To this, I can only say urgh. But still, some people believe it, and those of them who work in sports marketing must be wondering how to get more women through the turnstiles or onto the sofa, and cerebrally ingesting the commercial breaks or advertising hoardings. And they're really missing a trick in failing to exploit the weight loss issue inherent in competitive boxing. Why aren't they fighting stereotype with stereotype? After all, women everywhere, all of them, are constantly dieting, all the time, and never more so than right now, in preparation for that once-yearly beach holiday that every single one of us has, without fail, every summer. The Olympic boxing contenders may be striving to fit into the top end of an official weight bracket, rather than, say, a tiger-print two-piece with halterneck, but the principle is the same.

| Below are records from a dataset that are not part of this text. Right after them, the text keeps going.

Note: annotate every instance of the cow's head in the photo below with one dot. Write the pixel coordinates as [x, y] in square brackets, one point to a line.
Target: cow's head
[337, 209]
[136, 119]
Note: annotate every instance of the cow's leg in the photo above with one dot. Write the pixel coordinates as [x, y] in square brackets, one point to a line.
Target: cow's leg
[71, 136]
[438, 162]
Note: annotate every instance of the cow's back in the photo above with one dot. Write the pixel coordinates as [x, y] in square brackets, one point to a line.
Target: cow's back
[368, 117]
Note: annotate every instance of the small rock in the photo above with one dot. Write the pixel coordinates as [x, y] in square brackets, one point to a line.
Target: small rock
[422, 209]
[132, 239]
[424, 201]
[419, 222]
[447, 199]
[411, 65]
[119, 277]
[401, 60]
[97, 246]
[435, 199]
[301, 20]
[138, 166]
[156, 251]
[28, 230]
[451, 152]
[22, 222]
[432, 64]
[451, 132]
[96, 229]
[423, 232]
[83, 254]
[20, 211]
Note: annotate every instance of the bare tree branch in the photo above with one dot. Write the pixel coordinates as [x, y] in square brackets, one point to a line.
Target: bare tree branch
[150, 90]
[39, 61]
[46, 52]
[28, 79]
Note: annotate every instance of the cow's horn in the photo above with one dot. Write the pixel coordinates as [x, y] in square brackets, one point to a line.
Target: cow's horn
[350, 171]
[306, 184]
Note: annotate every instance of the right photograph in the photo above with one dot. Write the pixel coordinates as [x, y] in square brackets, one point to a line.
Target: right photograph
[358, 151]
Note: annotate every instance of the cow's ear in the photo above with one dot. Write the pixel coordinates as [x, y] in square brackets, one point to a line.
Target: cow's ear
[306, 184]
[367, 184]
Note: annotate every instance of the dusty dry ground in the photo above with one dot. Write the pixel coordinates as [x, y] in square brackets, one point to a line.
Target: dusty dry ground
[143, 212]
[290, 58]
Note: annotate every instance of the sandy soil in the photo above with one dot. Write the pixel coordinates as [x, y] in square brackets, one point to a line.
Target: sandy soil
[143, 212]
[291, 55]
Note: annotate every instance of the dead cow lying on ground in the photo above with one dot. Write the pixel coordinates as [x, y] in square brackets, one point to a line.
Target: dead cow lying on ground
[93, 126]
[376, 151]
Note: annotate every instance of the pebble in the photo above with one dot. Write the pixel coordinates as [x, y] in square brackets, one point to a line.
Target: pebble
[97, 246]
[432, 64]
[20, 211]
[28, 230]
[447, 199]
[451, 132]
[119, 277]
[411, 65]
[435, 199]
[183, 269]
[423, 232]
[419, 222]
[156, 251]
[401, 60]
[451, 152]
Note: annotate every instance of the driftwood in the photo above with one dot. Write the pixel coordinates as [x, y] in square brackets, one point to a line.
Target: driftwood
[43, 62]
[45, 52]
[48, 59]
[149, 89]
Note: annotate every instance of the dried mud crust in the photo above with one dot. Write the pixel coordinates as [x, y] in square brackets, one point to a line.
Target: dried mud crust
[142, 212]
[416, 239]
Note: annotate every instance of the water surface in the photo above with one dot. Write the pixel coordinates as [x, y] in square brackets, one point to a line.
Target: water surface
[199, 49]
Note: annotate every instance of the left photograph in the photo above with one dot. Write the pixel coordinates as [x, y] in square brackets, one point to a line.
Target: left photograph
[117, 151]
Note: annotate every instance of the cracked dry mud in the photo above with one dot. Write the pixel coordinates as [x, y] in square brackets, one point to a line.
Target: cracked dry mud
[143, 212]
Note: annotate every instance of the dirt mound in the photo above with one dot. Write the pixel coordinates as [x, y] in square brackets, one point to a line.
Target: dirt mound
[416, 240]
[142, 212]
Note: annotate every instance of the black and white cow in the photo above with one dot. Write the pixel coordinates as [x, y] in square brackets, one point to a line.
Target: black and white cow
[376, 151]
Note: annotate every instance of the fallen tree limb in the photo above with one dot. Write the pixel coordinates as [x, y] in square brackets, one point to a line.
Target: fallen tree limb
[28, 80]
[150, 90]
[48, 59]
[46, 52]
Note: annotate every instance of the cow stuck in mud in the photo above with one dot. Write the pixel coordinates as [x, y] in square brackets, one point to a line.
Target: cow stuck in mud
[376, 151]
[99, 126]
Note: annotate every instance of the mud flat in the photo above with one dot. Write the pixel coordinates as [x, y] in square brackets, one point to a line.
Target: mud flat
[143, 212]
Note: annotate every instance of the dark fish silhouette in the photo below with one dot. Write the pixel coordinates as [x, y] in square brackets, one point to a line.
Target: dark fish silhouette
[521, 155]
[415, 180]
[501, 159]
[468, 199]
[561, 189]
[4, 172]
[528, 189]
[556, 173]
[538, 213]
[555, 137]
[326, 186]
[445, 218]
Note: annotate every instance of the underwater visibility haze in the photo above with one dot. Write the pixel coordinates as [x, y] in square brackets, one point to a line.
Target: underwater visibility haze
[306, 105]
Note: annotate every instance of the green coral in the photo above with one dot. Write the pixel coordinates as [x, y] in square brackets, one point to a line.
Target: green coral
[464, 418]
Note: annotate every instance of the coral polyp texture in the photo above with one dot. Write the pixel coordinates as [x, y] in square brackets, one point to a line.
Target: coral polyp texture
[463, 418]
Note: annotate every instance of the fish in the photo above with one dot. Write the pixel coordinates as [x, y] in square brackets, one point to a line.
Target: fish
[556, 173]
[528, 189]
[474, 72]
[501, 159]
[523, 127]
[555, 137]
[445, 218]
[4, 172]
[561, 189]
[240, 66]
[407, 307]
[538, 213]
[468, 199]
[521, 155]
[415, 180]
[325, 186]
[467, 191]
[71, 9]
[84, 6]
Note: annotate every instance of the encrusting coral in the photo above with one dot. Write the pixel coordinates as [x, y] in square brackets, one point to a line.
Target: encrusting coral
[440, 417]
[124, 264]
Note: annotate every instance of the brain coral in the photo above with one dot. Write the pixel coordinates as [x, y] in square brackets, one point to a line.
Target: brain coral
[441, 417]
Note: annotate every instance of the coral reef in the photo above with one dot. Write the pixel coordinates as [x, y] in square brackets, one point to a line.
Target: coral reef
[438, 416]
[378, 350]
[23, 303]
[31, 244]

The readers of Closer would, I am sure, embrace a cover star like Frankie Gavin. Imagine him pictured with a championship belt cinched around his waist, customised with the markings of a tape measure, and the neon type claiming 'I lost 5lb in 24 hours and now I'm the lightweight champion of the world!' Think of the Fun Times Frankie and his boxing friends could have testing seaweed wraps for the readers of Cosmopolitan. The female sex would be cheering on the lads in no time, becoming afficionados of the sport only a short time later. And with the accusatory gaze of women's weekly magazines trained upon him, maybe Frankie would have felt sufficient pressure to shed the weight. What harsher spotlight is there, after all?

Tuesday, 5 August 2008

Pink, Paxman and peppermint creams

I was on my way home from returning the Ill-Advised Tartan last night – just managing to limbo under the 28-day-returns threshold – when I saw someone else, an actual celebrity and a Proper, Clever One too, experiencing an episode of wardrobe dementia. There, pacing up and down London Bridge waiting to film something almost certainly involving his Eyebrows Of Scepticism And Also Of Sternness, was Jeremy Paxman, over-coordinating his hot-pink shirt with a hot-pink face. Times are hard for the BBC, of course, but you'd think one of his skeleton filming crew would have had a second to look up from their multi-tasking and politely say, 'Excuse me, Jeremy, do you have another shirt? It's just that yours is kind of the same colour as your face. If it wasn't for your hair, you'd look like a walking suit with shoes.' Something else they might say is, 'Jeremy, can we have a conversation about sun block?' And also, 'Jeremy, I know we are colleagues and everything, but you are looking kind of hot for 58.'

In other news, I was excited to see a Fry's Peppermint Cream on sale in Holland & Barrett today. Excited, of course, for two reasons. Firstly, despite being made exclusively from chocolate and sugar, the Peppermint Cream appears to have officially qualified as a health food. And secondly, I'd come to believe that the Fry's Peppermint Cream had become the JD Salinger of chocolate bars. If it wasn't for Dulwich's original, and most magical, branch of
Hope & Greenwood, I would rarely come across one, since its place on the cornershop chocolate smorgasbord seems to have been usurped by depraved varieties of KitKat and laboratory-concocted Frankenstein-style energy bars. I miss the elegance of the Fry's brand (apart from the blandness of the plain old Billy No-Flavour Chocolate Cream). Anyway, disappointment was looming, of course. When I opened it back at my desk, I found the chocolate was covered in that mysterious white bloom common to bars of chocolate given to you by your grandparents. Then I noticed it was past its sell-by date. This, of course, had only made it entirely at home in its lodgings on Camden High Street.

Saturday, 2 August 2008

Patisserie Jones presents…

There has been baking in the Jones kitchen. 

The latest in an ongoing series entitled Cakes That Look Like They May Have Been Decorated By Contestants On The Generation Game, this is my Cake For A Fish Lover.

Who needs a diploma in sugarcraft when you can buy a packet of jelly sweets from Marks & Spencer and hamfistedly push them into some still-compliant icing?